Situation resolved, the Rebels stealthily return to Abode [I'm not sure why]. Scorch looks up his father, who is annoyed at him for not checking in to "let him know he's alive!" Then Scorch learns that this year, no Chirell will be competing in the Wayfair International, a major auto racing event (the Chirells are a major racing family). Despite the risk of capture, Scorch decides to impersonate his cousin Frix and race. However, one of the other racers is Elan Junnard. His uncle just happens to be Halm Junnard, the Skyward official pursuing the Rebels--and he's here in the garage, eager to meet "Frix" and pump him for info about Scorch. Scorch successfully fakes him out. Later Elan overhears "Frix" telling Chandra and Cosmo about the encounter, and their reluctant decision to let Scorch race. However, he diverts his uncle from immediately capturing Scorch when the news breaks that the real Frix is at the Fishery Institute. Elan convinces his uncle that it must be Scorch at the Fishery Institute. Later he confesses to Scorch that he didn't want to knock the only Chirell out of the race.

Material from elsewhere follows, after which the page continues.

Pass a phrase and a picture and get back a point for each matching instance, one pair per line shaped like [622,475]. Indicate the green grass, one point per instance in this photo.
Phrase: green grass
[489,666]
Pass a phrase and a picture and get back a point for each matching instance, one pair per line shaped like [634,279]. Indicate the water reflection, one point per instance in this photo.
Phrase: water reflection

Of course, the Skyward forces quickly determine that Frix is Frix and that Scorch really is racing. However, with limited authority on the surface of Abode, the Skyward is unable to halt the race, so they merely send fighters to tale Scorch as he races. The others are forced to rescue him in the Cam Triompe. From there they travel to Cauldron City, an industrial city on rails that continually circles the polar region of the Mercury-like planet Cauldron, always just ahead of the scorching sun. The Rebels are planning to meet L'cota there. L'cota is there, but he has a plan to turn the Rebels into heroes by letting them save the city from a plot to destroy it. However, the person chosen to carry out the plot--a female terrorist named G'kahrii S'ha--has no intention of doing the minor damage that L'cota wants done. No, she wants the entire city destroyed....

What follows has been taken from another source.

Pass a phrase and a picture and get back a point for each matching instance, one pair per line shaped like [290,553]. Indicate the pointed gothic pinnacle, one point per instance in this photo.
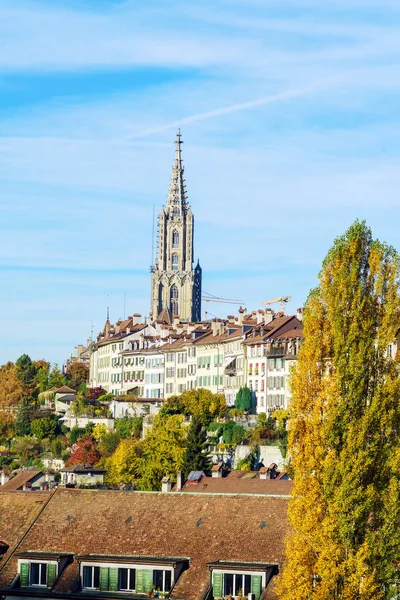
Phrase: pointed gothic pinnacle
[177,196]
[178,143]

Part of the problem may be the unbelievable reasonableness of the various people encountered. When the surprise entrance of Cosmo and Scorch into the "derelict" ship results in the death of one of the Scavengers, no one irrationally blames the two. Later, the leaders of the factions are willing to put aside their long feud because of a few words spoken by Shimmer. And when the Rebels are captured during the crisis in Cauldron City, their Skyward captors are perfectly willing to let Scorch go free in order to help save the city. I would have preferred more believably unreasonable behavior from these people, forcing the Rebels to act creatively to accomplish their goals. (I'm reminded of one of the philosophies behind Star Trek: The Next Generation: that humans have managed to put aside their differences and now all work together in harmony. That's a nice dream, but it removes tons of plot possibilities from fiction. The problem isn't quite the same in Skyward Shadow, but you see what I'm getting at, I hope.)
The art may also be to blame for removing some of the drama from the book. Though it is certainly attractive and clean, with excellent depictions of people, it's also pretty conventionally structured, and some of the artistic decisions made were not the best. For example, when Scorch's car is shadowed by fighter craft just above, the craft are drawn in such a way as to make them look like the components of a futuristic bridge that Scorch is passing under, rather than moving vehicles. At no time did he look menaced. When Shimmer acts as a Binder, he should look striking and powerful, but both times he exercised his "vocation," he was mostly depicted from the back, with the emphasis instead placed on the people he's judging--thus depriving us of the chance to see him as they see him.
It's possible the teaser on the back cover, promising a search for the missing elves that is never delivered, raised my expectations inappropriately. But even taken as regular science fiction this book is only occasionally inspired. I applaud the attempt to create SF with a minimum of combat and bloodshed, but surely there are more interesting plot devices than auto races to fill in the gaps. Recommended as part of the general Elfquest series.